Após mais de uma década longe dos palcos, o Street Bulldogs volta à ativa para uma série especial de quatro shows em março de 2026. O retorno de uma das bandas mais influentes do punk/hardcore nacional passará por três capitais brasileiras: Curitiba (13/03, Stage Garden), São Paulo (14/03, Carioca Club e 19/03, Hangar 110) e Belo Horizonte (15/03, Galpão 54). As apresentações serão pontuais e marcam o reencontro do grupo com uma base de fãs que se manteve fiel mesmo após o fim das atividades em 2010.
Formado em Pindamonhangaba (SP), em 1994, o Street Bulldogs construiu uma trajetória sólida na cena independente, com discos que se tornaram referência do gênero, como Street Bulldogs (1998), Question Your Truth (2001), Unlucky Days (2003) e Tornado Reaction (2004). A sonoridade crua e direta, marcada por letras que equilibravam crítica e autenticidade, consolidou o grupo entre os principais nomes do hardcore brasileiro no final dos anos 1990 e início dos 2000.
Agora, com o vocalista original Leo vindo da Irlanda especialmente para a ocasião, o Street Bulldogs promete celebrar sua história em quatro noites intensas. A formação que retorna é a mesma que gravou o DVD no Hangar 110, em 2010: Fabio Sonrisal e Rodrigo Koala nas guitarras, Sanmy Saraiva no baixo, Guilherme Camargo na bateria e Leo Bulldog nos vocais. Em entrevista ao Blog N’ Roll, Koala fala sobre o retorno aos palcos, as memórias da banda e o impacto duradouro do Street Bulldogs.

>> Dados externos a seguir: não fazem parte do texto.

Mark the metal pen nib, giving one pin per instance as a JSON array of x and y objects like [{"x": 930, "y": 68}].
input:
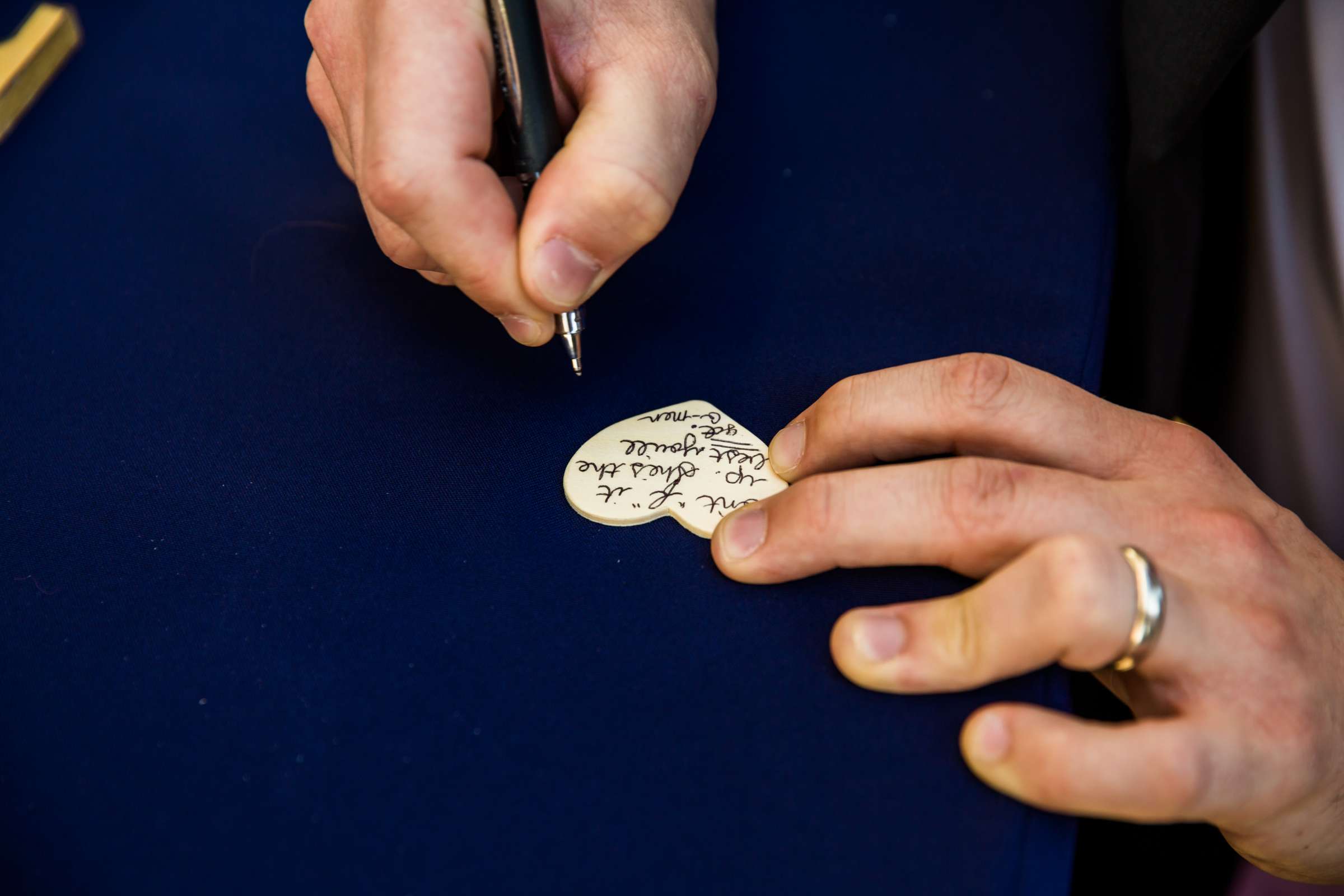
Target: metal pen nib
[{"x": 569, "y": 327}]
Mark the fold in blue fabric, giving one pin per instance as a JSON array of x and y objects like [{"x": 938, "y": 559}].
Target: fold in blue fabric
[{"x": 291, "y": 598}]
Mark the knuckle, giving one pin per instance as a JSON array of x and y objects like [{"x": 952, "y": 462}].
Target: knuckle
[
  {"x": 1238, "y": 538},
  {"x": 401, "y": 249},
  {"x": 1077, "y": 570},
  {"x": 978, "y": 382},
  {"x": 1273, "y": 631},
  {"x": 964, "y": 644},
  {"x": 980, "y": 494},
  {"x": 315, "y": 23},
  {"x": 318, "y": 93},
  {"x": 393, "y": 186},
  {"x": 633, "y": 198},
  {"x": 1195, "y": 448},
  {"x": 816, "y": 506},
  {"x": 1184, "y": 776}
]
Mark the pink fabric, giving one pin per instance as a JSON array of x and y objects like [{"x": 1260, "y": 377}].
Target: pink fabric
[{"x": 1253, "y": 881}]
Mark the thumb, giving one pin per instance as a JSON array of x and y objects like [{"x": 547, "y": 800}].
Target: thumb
[{"x": 613, "y": 186}]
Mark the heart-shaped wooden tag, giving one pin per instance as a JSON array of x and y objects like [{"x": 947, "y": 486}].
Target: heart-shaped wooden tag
[{"x": 690, "y": 461}]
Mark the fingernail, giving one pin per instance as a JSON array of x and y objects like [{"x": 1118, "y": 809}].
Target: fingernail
[
  {"x": 563, "y": 273},
  {"x": 522, "y": 328},
  {"x": 879, "y": 636},
  {"x": 787, "y": 446},
  {"x": 744, "y": 534},
  {"x": 990, "y": 739}
]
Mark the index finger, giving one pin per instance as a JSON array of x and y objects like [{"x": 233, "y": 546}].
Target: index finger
[
  {"x": 428, "y": 130},
  {"x": 983, "y": 405}
]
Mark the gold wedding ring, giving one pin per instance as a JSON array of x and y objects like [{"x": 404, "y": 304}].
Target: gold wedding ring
[{"x": 1150, "y": 610}]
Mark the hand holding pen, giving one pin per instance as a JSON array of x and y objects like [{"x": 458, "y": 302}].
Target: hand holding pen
[{"x": 409, "y": 97}]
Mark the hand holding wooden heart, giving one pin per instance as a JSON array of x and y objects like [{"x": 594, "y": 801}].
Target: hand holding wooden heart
[{"x": 689, "y": 461}]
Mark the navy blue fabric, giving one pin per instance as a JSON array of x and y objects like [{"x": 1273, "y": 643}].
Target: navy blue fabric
[{"x": 263, "y": 627}]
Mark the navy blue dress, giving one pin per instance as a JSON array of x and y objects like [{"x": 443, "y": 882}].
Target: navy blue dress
[{"x": 261, "y": 631}]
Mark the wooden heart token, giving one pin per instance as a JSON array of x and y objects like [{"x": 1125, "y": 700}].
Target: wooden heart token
[{"x": 690, "y": 461}]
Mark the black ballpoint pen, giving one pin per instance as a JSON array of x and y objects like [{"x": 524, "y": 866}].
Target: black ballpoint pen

O que motivou a volta do Street Bulldogs aos palcos depois de tanto tempo?
Fui pego de surpresa, pra ser sincero. Acho que o Guilherme, nosso baterista, e o Léo estavam conversando e eu nem sabia. Fui saber quando já estava decidido. Fiquei muito feliz, porque eu sempre quis voltar, mas o Léo era o cara que dizia que não queria mais. A gente até teve proposta no ano passado, mas ele não topou. Quando ele avisou que viria pro Brasil e que queria tocar, foi um choque bom. Acho que foi quando a gente parou de pedir que ele resolveu fazer.
Foi tranquilo reunir todo mundo e definir a formação?
Sim. A gente tem um grupo no celular e se fala direto, o que facilita muito. O que mora mais longe é o Sonrisal, em Pindamonhangaba, e o Léo, que vem da Irlanda. Então vamos deixar a banda redonda antes dele chegar. Quando ele estiver aqui, faz uns ensaios com voz e pronto. Eu e o Sonrisal estamos tocando direto, então estamos com ritmo. O Guilherme, que é batera, talvez sinta mais, ele está ativo com outros projetos, porém são músicas mais lentas.
Já dá pra adiantar algo sobre o setlist?
Ainda estamos escolhendo. Tem gente dando ideia de tocar músicas que nunca fizemos ao vivo ou que ficaram muito tempo fora. Vai ter surpresa, com certeza. E também deve ter participações. O plano é fazer algo inesquecível, principalmente no Hangar.
Com dois soldouts rápido em São Paulo, existe chance de novas reuniões ou até músicas inéditas?
Tudo pode acontecer. Hoje o Léo é muito resistente à ideia de voltar pra valer ou gravar algo novo. Fazer um show já é quase um milagre. Mas a música tem esse poder, né? Às vezes o cara pisa no palco e muda tudo. Se ele se animar, vou ser o primeiro a apoiar. Com a tecnologia, dá pra gravar à distância tranquilamente. Eu acredito que essa volta vai mexer com ele.
O punk brasileiro começou em português, com Cólera, Inocentes, Invasores de Cérebro… Mas o hardcore dos anos 90 foi majoritariamente em inglês com o Garage Fuzz, Hateen, Rivets e até mesmo Dead Fish chegou a cantar em inglês. Por quê?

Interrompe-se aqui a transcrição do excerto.